Learn more →The company is back. Here's the whole road it travels.
Reinstatement is a return, not a restart.
You are back where you left off, still on the same road. From here, the point is to never need this again: stay in good standing, and keep every next stage on one platform.
Revive it, run it, and keep it in good standing, all inside File.Business. One platform for the whole life of the company, including the chapters you did not plan for.
The questions owners ask when they find out.
What is reinstatement?
Reinstatement is the process of restoring an entity that has been administratively dissolved or fallen out of good standing back to active status with the state, by curing what caused the lapse and filing the state's reinstatement paperwork. It revives the same entity, with its original name, EIN, and formation date, rather than forming a new one. We handle your reinstatement from diagnosis to good standing.
Why was my entity dissolved?
States can administratively dissolve an entity for missing annual reports, owing fees or franchise tax, or lacking a registered agent, usually after one or more warnings sent to the agent on record. It almost always traces back to lapsed compliance rather than anything you did wrong on purpose. We identify the exact cause and cure it as part of reinstating.
How long do I have to reinstate?
Most states allow reinstatement within a window of roughly one to five years from the date of administrative dissolution. A few, such as Florida and Texas, allow it indefinitely, while others are shorter. Some states protect your name during the window and others release it, so waiting can cost you the name even when the entity is still revivable. We confirm your state's specific rule before you commit to anything.

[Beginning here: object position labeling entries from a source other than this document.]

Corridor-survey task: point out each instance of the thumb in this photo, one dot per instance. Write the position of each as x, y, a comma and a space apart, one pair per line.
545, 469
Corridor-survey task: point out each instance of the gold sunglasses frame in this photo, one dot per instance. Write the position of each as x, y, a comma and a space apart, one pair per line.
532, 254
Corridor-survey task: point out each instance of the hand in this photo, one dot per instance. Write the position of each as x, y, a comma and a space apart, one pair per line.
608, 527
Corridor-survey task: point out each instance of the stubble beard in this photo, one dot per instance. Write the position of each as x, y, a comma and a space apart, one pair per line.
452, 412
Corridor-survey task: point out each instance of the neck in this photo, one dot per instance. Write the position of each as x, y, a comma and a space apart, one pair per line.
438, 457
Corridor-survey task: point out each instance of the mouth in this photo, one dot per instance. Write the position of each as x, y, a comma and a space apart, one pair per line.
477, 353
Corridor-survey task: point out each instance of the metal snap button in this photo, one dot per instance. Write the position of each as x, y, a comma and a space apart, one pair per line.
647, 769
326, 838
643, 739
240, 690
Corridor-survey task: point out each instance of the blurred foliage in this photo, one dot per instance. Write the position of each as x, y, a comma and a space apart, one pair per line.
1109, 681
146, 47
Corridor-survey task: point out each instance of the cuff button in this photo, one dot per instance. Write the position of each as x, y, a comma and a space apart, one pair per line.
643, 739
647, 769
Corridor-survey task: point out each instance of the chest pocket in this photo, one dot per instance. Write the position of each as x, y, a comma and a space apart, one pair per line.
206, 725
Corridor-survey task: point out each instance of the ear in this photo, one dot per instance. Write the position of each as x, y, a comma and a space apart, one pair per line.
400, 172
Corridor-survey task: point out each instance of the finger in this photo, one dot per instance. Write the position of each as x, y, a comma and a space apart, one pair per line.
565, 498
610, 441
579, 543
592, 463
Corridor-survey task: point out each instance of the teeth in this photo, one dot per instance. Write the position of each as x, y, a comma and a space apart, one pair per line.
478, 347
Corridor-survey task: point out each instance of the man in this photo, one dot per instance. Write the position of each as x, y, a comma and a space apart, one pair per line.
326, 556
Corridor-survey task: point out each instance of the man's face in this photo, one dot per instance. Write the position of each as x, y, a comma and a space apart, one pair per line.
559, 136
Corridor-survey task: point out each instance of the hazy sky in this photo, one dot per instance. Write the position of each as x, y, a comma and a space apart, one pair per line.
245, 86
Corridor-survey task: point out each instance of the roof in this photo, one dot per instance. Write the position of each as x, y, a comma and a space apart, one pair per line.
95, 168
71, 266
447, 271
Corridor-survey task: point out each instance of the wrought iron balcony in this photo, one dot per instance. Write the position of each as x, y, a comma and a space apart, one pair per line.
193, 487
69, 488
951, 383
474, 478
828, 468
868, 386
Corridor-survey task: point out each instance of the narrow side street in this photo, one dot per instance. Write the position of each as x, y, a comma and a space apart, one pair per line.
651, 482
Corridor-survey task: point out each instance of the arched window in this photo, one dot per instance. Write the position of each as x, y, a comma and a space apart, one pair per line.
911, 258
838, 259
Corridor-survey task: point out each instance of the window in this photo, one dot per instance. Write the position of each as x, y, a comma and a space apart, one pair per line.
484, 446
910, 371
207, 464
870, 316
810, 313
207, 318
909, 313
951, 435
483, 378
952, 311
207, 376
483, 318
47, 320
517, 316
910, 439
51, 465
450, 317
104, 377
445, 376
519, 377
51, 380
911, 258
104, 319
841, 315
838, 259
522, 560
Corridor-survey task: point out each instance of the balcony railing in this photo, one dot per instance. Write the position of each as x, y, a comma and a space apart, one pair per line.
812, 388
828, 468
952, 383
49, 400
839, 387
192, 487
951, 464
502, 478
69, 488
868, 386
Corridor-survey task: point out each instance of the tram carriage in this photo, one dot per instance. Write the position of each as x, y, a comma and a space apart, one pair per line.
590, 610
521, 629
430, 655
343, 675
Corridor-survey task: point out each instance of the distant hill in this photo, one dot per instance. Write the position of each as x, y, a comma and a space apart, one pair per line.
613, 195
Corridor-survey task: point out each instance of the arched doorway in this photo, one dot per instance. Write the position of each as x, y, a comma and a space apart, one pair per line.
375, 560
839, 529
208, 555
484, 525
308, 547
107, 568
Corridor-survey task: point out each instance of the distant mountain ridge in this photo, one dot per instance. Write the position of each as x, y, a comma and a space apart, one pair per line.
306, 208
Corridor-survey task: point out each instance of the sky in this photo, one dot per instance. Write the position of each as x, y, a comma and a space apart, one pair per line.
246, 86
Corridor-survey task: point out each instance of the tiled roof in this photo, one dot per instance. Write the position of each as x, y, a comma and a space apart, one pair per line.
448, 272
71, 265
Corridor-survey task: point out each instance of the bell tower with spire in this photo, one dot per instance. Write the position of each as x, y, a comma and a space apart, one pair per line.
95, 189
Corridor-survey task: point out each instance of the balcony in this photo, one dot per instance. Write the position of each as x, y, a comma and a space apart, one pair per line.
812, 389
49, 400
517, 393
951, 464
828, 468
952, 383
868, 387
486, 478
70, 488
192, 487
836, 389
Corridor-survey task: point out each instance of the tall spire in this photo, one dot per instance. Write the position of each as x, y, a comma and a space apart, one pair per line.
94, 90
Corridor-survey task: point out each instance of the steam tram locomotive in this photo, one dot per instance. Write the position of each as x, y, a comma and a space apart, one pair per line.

What happens if the window closes?
Once the reinstatement window closes, the entity is gone for good and you must form a brand-new company with a new EIN. You lose the original formation date and history, and your old name may already have been taken. That is why we check the window first: the difference between reinstating and re-forming is almost always just time.
Do I have to file all my missed annual reports?
Yes, in most states reinstatement requires bringing every skipped annual report current and paying the back fees, franchise tax, and late penalties for each missed year. It is the single biggest part of the work. We file each year and pass the state charges through at cost, so nothing is left outstanding when the reinstatement is submitted.
Do I need tax clearance to reinstate?
In several states, including California and New York, yes: the Department of Revenue must confirm your taxes are settled before the Secretary of State will accept the reinstatement. Filing without that clearance is a common reason reinstatements get rejected. We request and coordinate the clearance up front so the application is not returned.
Will I keep my original EIN and name?
Yes: reinstatement revives the same legal entity, so your EIN, name, and formation date carry over unchanged, provided you reinstate within the window and the name is still protected in your state. That continuity is the whole advantage over forming new, and it is why acting inside the window matters.
What if my entity is dissolved in more than one state?
Each state is handled on its own, since the home-state entity and any foreign registrations can lapse independently, with their own reports, fees, and windows. We map every state where the entity is registered and reinstate or re-qualify in each, so you end up in good standing everywhere, not just at home.
How do I keep this from happening again?
The lapse that dissolved you was a missed date, so the fix is a system that never misses one. A reliable registered agent keeps state notices reaching you, and a compliance calendar tracks every report and fee with reminders before they are due. We put both in place as part of the recovery.